No texto “O delírio e os sonhos na Gradiva” (1907), inaugurando a psicanálise da literatura, Freud escreve sobre o romance de Wilhelm Jensen, Gradiva:
“(...) a história se passava em Pompeia e tratava de um jovem arqueólogo (Norbert Hanhold) que havia trocado o interesse na vida pela dedicação aos vestígios do passado clássico e agora, por uma via indireta bem peculiar, mas consistente, era transportado de volta para a vida.”
Encantado por um baixo-relevo descoberto em Roma, em uma coleção de antiguidades, que retratava uma jovem grega de andar sedutor, o protagonista “não podia explicar para si mesmo o que nele havia despertado sua atenção, apenas sabia que fora atraído por algo, e que esse efeito prosseguia inalterado desde então. Mas sua imaginação não para de se ocupar da imagem. Ele vê algo de hoje nela, como se o artista a tivesse enxergado na rua e capturado a visão conforme a vida.”
Aí fica evidente o caráter inconsciente/transferencial daquilo que nos encanta, marcado pelo reencontro com algo há tempos vivido ou sonhado, com fragmentos que despontam de contatos aparentemente simples, mas que conseguem fazer a tradução descomplicada de complexidades tão particulares. Talvez encantar-se tenha a ver com a sensação de uma recomposição, o (re)encaixe de uma peça outrora vacilante.

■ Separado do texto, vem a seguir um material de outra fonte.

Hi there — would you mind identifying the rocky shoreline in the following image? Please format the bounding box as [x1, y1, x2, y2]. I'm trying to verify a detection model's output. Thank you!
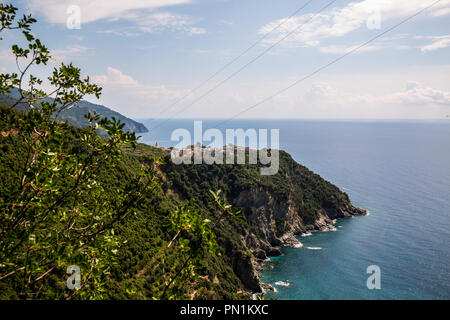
[230, 187, 367, 295]
[160, 147, 368, 298]
[257, 212, 367, 296]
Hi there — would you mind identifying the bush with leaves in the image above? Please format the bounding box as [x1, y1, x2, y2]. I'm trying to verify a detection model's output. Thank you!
[155, 190, 243, 299]
[0, 3, 157, 299]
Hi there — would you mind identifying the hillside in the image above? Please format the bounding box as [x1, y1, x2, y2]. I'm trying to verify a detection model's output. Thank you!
[103, 143, 366, 297]
[0, 116, 366, 299]
[0, 88, 148, 133]
[0, 106, 365, 299]
[144, 144, 366, 293]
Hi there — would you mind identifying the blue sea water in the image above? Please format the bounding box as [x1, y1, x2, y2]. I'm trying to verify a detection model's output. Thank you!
[138, 119, 450, 300]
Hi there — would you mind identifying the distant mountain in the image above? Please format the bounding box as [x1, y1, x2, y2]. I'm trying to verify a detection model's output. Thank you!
[0, 88, 148, 133]
[58, 100, 148, 133]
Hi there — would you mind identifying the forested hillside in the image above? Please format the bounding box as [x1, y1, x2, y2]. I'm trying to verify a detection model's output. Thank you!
[0, 88, 148, 133]
[0, 115, 365, 299]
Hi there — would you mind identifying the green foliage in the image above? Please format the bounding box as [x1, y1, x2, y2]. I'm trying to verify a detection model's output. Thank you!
[0, 4, 154, 299]
[0, 88, 149, 134]
[0, 3, 35, 38]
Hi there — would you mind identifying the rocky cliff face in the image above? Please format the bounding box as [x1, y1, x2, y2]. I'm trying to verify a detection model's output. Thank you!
[161, 148, 366, 295]
[228, 186, 366, 293]
[236, 186, 365, 249]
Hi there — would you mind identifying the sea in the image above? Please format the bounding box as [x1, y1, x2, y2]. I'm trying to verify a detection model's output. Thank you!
[137, 118, 450, 300]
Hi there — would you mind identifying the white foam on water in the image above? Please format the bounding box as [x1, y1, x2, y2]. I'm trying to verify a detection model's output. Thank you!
[293, 242, 303, 248]
[306, 247, 323, 250]
[301, 232, 312, 237]
[274, 281, 290, 287]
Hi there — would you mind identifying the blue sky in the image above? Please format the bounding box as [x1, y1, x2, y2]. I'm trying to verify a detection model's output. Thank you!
[2, 0, 450, 119]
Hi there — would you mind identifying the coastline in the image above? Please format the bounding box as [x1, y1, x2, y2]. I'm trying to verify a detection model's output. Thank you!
[255, 209, 368, 297]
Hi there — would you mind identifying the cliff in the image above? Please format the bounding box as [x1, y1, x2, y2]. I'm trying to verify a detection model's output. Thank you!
[154, 147, 367, 294]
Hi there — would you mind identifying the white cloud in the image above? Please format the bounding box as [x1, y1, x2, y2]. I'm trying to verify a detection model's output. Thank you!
[303, 82, 338, 102]
[93, 67, 139, 88]
[148, 69, 450, 119]
[217, 19, 234, 26]
[259, 0, 450, 48]
[231, 73, 450, 119]
[0, 49, 16, 70]
[429, 6, 450, 16]
[27, 0, 192, 24]
[325, 34, 450, 54]
[386, 83, 450, 105]
[97, 12, 206, 36]
[91, 67, 194, 116]
[186, 27, 207, 36]
[318, 33, 418, 54]
[419, 35, 450, 52]
[301, 81, 450, 109]
[52, 45, 94, 61]
[97, 29, 142, 37]
[27, 0, 205, 36]
[93, 67, 189, 101]
[319, 43, 385, 54]
[260, 80, 449, 119]
[125, 12, 206, 35]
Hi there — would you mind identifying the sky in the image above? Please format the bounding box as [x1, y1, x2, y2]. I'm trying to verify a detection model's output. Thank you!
[1, 0, 450, 119]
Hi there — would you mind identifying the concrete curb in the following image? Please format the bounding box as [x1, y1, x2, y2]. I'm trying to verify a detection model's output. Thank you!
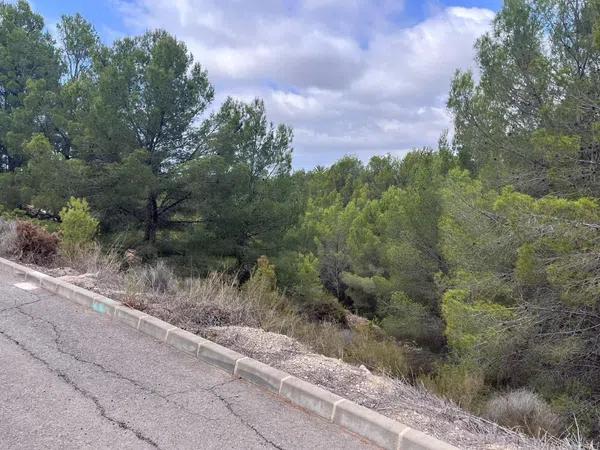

Sendo que para cada sujeito, uma espécie de encanto, o que poderia causá-lo? Como seria no um a um?
Possibilidades…
Algumas
Dia desses assisti Shirley, filme baseado em um período da vida da escritora de terror e suspense Shirley Jackson, que retrata um momento – ficcional - em que ela e seu marido Stanley recebem os recém-casados Rose e Fred para passarem um tempo na casa deles.
Focando na relação da Shirley com Rose, a “esposinha”.
Antes de se encontrarem pessoalmente, e sem conhecê-la na intimidade, Rose já nutre por Shirley e seus escritos grande admiração. Quando finalmente se conhecem, Shirley, reclusa e arredia, parte para a intimidação, tentando afastar, provocar, fazer de Rose um mero instrumento, mas, sem muito sucesso em sua tática defensiva, acaba desenvolvendo com a jovem uma relação magnética que, em uma cena bastante simbólica, chega ao ápice do encantamento mútuo, selado por um pacto de sedução e confiança. Os resultados disso são esquisitos e incertos, mas bem ilustrativos. Fica a recomendação.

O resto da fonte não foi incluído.